Friday, May 31, 2013

Data in Context

Garance Frank-Ruta clarifies the context surrounding the data "discovered" that show former IRS Commissioner Douglas Shulman visiting The White House 157 times during his tenure.  The short story is that the data used to make that claim is imperfect.  A large majority of the supposed visits were in fact unfulfilled invites.  Another claim made from the same dataset is that he visited more often than any cabinet member - another falsehood given that the system referenced is used primarily to allow access to those walking in to the complex - cabinet members, given their seniority, are able to drive on to the White House complex.

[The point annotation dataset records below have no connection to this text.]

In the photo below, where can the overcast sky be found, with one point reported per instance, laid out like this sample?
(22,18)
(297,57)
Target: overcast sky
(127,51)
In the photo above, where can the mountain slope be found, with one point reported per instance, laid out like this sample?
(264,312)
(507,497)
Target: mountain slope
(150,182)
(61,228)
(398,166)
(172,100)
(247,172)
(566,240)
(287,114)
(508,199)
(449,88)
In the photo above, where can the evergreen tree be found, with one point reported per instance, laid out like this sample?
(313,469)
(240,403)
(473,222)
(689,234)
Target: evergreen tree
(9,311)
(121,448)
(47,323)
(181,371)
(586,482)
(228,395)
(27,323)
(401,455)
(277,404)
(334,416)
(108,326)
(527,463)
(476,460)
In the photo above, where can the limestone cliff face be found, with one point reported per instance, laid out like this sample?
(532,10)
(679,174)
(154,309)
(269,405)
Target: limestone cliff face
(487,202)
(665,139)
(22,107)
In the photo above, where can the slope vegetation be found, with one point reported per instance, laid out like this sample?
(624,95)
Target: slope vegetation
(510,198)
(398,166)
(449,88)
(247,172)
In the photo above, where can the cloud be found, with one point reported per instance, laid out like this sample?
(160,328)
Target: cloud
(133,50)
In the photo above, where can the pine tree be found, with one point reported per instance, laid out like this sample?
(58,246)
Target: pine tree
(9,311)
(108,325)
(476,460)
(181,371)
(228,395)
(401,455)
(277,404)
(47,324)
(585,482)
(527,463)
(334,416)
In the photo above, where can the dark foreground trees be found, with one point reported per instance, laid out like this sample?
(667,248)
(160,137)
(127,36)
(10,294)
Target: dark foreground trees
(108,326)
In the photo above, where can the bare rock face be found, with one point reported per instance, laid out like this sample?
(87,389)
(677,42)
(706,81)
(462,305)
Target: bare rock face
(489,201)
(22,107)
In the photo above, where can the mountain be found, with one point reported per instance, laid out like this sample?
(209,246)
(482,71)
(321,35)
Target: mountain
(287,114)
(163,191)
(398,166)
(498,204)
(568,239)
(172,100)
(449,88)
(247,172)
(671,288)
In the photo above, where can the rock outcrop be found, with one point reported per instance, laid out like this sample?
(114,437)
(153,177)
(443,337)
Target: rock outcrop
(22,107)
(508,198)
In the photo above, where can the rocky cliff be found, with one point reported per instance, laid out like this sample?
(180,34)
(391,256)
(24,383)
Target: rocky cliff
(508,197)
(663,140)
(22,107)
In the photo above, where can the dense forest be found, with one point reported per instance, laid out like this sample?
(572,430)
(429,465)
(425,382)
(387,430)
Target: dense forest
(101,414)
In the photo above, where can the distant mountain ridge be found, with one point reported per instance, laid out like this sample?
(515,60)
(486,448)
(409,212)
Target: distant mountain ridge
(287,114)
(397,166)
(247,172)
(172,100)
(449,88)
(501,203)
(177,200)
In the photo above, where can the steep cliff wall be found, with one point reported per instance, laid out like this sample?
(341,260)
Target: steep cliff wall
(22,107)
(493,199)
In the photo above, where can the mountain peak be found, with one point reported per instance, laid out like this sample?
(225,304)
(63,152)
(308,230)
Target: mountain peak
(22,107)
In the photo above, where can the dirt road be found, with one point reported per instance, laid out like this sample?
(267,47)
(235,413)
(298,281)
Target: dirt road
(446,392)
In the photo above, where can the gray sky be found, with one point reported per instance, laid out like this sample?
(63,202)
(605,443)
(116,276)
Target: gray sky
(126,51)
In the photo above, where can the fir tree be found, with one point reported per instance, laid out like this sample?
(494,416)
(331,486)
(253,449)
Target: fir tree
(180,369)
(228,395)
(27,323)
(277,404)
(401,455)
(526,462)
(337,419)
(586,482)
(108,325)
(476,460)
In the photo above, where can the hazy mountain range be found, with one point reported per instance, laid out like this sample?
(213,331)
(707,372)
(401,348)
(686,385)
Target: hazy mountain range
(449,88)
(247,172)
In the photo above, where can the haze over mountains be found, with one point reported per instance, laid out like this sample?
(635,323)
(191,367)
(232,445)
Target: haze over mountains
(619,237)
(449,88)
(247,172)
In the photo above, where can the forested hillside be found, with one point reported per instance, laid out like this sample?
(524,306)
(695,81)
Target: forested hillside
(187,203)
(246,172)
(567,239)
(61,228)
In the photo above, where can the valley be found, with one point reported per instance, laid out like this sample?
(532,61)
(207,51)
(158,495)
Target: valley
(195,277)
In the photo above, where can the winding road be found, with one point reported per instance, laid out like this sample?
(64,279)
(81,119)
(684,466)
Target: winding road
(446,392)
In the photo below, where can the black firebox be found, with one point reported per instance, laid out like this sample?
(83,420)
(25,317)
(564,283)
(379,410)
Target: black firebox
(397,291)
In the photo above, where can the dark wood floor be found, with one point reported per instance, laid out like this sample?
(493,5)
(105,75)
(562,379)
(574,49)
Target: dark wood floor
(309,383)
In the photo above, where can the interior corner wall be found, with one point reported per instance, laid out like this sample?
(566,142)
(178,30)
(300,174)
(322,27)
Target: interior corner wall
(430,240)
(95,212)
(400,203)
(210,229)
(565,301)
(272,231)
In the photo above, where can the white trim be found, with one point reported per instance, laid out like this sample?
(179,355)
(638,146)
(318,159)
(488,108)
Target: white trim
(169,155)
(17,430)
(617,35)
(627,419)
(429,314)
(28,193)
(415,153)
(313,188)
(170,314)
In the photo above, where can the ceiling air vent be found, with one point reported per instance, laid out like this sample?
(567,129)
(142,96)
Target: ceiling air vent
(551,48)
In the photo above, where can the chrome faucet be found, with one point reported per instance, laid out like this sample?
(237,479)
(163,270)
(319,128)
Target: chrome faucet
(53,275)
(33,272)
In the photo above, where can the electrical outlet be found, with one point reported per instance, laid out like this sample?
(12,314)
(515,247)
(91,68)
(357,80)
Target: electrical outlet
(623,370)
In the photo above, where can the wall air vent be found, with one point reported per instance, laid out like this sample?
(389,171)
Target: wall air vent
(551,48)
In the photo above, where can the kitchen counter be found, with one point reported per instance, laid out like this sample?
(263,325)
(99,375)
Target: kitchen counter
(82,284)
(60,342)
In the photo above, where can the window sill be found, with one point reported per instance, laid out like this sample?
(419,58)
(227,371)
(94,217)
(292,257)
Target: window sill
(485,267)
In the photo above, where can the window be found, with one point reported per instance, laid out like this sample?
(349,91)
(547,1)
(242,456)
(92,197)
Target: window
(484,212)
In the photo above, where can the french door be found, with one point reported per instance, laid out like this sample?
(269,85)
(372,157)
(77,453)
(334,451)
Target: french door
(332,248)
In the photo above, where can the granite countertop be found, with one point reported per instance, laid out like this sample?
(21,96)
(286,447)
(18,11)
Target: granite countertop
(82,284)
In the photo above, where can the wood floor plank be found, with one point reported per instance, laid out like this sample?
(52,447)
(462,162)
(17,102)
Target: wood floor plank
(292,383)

This is yet another example of how important it is to leverage data thoughtfully.  Intelligence requires deliberate thought, not quick assertions and grandiose conclusions.  Minimal effort would have reveled the imperfections of the data referenced.  (The system used was built to track appointments within the White House complex, but only for meetings and "typical events.  Access lists for larger events often forgo the use of this system, as do appointments involving more senior government officials cleared to drive in to the complex.)

To ensure one does not fall in to this trap, there are three questions you must first answer, before acting on the information gleaned from a particular dataset:

  1. How was the data collected?
  2. What specific data is included in the dataset?
  3. And, most importantly, what specific data is NOT included in the dataset?

Only with such context can you begin to understand the information available...

Wednesday, May 29, 2013

Tuesday, May 21, 2013

Information Efficiency vs. the Boogyman

I hate when writers use the boogyman to scare people.  Michael Carney does just that with his article on personal data, "You Are Your Data: the Scary Future of the Quantified Self Movement".

I don't negate the fact that a small minority will "do evil" with the growing exposure of personal data.  My point is that someone of Michael's stature and position should not focus on what will undoubtedly be a small faction, at the expense of the larger, more bountiful majority.  The quantified self (and an exponentially increasing other sets of data) are and will continue to deliver value, much of which we are only beginning to see.

From Michael,
For those of us who don’t measure up compared to the rest of the population, the outcome won’t be pretty.
But what about those that are unnecessarily penalized, given today's information inefficiencies?  The truth is that the industries he cites become more efficient with more (personal) data.  Insurance is at it's heart based on information - the more information available, the more effectively and efficiently risk can be priced.  The more risky clients pay more.  Market dynamics at work.

Health insurance, even home mortgages, are quantified bets given the information made available.   Yes, people will have to pay more, but others will have to pay less.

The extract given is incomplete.